Hermione avait ses propres cauchemars, le plus souvent de Harry et Ron qui mouraient pendant qu'elle essayait de les sauver sans y arriver.
Les visages des morts la hantaient aussi.
Tous les gens qu'elle n'avait pas été assez rapide ; pas été assez intelligente ; pas été assez douée pour sauver.
Colin Crivey apparaissait souvent dans ses rêves.
Colin avait été la première personne à mourir sous les soins d'Hermione. C'était un peu après que Voldemort ait pris le contrôle du Ministère, avant que l'Ordre n'ait été forcé d'abandonner Poudlard. Madame Pomfresh était sortie pour acheter de nouvelles potions quand Colin était arrivé. Harry avait été là, tenant compagnie à Hermione pendant ce qui avait été une après-midi calme.
Colin avait été frappé par un sort d'écorchement. Il n'y avait pas de contre-sort pour ça.
Hermione ne pouvait pas endormir Colin.
Le sort le forçait à rester conscient. Stupéfix, Sommeil sans rêve, même la Goutte du mort vivant. Rien n'avait fonctionné. Le sort le découpait et le gardait conscient. Hermione avait essayé tout ce qui lui avait traversé l'esprit pour l'inverser. Le ralentir. Le faire s'arrêter. La peau avait continué de s'éplucher. Colin avait crié tout le long. Si elle restaurait la peau à un endroit, elle s'écorchait de nouveau. Si elle ne remplaçait pas la peau, le sort coupait plus profond. Dans les muscles et les tissus.
Le sort ne s'était pas arrêté avant d'atteindre ses os.
Colin Crivey était mort entouré par un tas de fines couches de sa chair, dans une mare de sang, alors qu'Hermione sanglotait et essayait de faire tout ce qu'elle pouvait pour le sauver.
Il ne restait de lui qu'un squelette parfaitement nettoyé quand Madame Pomfresh était revenue.
Hermione ne s'en était jamais remise.
Elle ne fumait pas, ne buvait pas, ne partait pas se battre, ne couchait pas avec désinvolture. Elle ne faisait que travailler plus dur et plus longtemps. Elle n'avait pas le temps pour le chagrin ou les regrets. Il y avait toujours un nouveau corps qu'on lui apportait et elle n'avait pas le temps de se poser de question.
Elle dormait quand elle était trop épuisée pour rêver.
Elle leva les yeux vers Fred. "C'est juste une mauvaise journée."
Il lui fit un petit sourire. "Ce n'est rien, Mione, tu as le droit d'en avoir comme nous tous.
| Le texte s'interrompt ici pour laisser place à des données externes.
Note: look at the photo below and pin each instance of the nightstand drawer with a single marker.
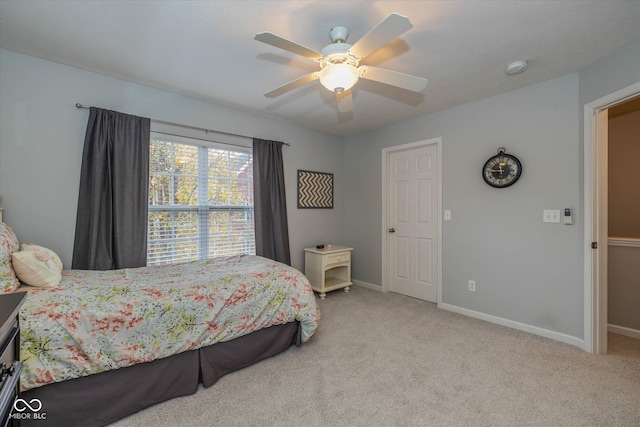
(339, 257)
Honnêtement, je n'arrive pas à comprendre comment tu fais pour continuer à faire ça."
Hermione se retourna et regarda autour d'elle, se sentant impuissante.
"Si je ne le fais pas, qui le fera ?"
L'Ordre comptait sur elle pour être présente.
Ce n'était pas un sentiment né d'une haute opinion d'elle-même. C'était simplement un fait. À ce stade de la guerre, Hermione était plus spécialisée dans la guérison de la magie noire et des sorts que n'importe qui en Grande-Bretagne.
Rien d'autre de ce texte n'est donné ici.